查看原文
其他

垃圾信息越泛滥,编辑越有价值

2016-12-12 做書

“做完编辑工作之后,全世界所有的工作都能做,因为没有一个工作比编辑更难。”


这句话从詹宏志口中说出来,一点都不会让人觉得夸张。因为以编辑入行的他,工作横跨了电影、音乐、互联网各个文化领域,成为台湾流行文化浪潮中举足轻重的“推手式”人物。不论在什么领域,总能开创新局,引领台湾新文化走向。


而据他自述,这样所到之处引领风潮的跨界能力,全都是拜他自出版社时修炼的“编辑思维”所赐。


今天罗辑思维等内容创业者玩的那一套,詹先生早在30多年前就玩过了,让数万人陪着柏杨一起完成了长达八年的批读《资治通鉴》学习计划。

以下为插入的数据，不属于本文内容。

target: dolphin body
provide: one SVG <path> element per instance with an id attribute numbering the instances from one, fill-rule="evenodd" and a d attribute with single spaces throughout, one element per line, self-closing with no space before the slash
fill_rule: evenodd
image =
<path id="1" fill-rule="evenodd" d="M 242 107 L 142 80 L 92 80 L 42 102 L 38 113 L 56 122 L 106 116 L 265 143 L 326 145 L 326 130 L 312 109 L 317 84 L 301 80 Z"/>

詹先生提醒我们:编辑是一种思维方式而不是一种工作,编辑思维不仅限于做书,而是可以应用于任何创意产业之中。出版社虽然必将越来越少,但编辑却会越来越有价值。


在与中信大方联合举办的做書者说第21期上,詹宏志给所有埋首做书的编辑打开了一扇天窗,让大家看到了编辑的无尽可能。


以下为詹宏志现场演讲及观众问答的下半部分,经做書编辑。


主持人:先介绍一下你自己吧。


观众:大家好,我叫陈建林(音),我现在面临的困惑是,我虽然热爱文学、热爱电影,但是不得不向高速发展的社会妥协,进入了互联网行业。我每在夜深人静的时候,内心当中会有两个我在打架。一个我告诉自己,要快、要快、要快,一定不能落后于社会的发展;另一个我会对自己说,慢一点,要听从自己内心的声音。在实现编辑身份向互联网工作者身份的转变时,您是怎么做到这两者的和谐共处?谢谢您。

 

詹宏志:谢谢。我去参与互联网工作的时候,并不知道互联网有前途的。我做得很早,1996年开始工作,那里面有多多少少是我对编辑的好奇——作为一个编辑看到编辑工具的演变,意识到有一种力量得去学习。


是那个学习的力量把我带到那里去,后来产生互联网的工作角色,那是一个意外,并不是我的选择。就是说,我选择互联网不是因为它有前途,或者是世界该往那里去。这个世界如果往互联网去,也不能保证它不往别的地方去,如果还有新的行为工具,或者是社会行为的变迁,这不是不可能的。


我们可能在某个阶段得以某种方式来跟这个社会打交道,这种打交道不是用我们内心期望的方式,而是社会已经形成的岗位、形成的位置,这不可避免。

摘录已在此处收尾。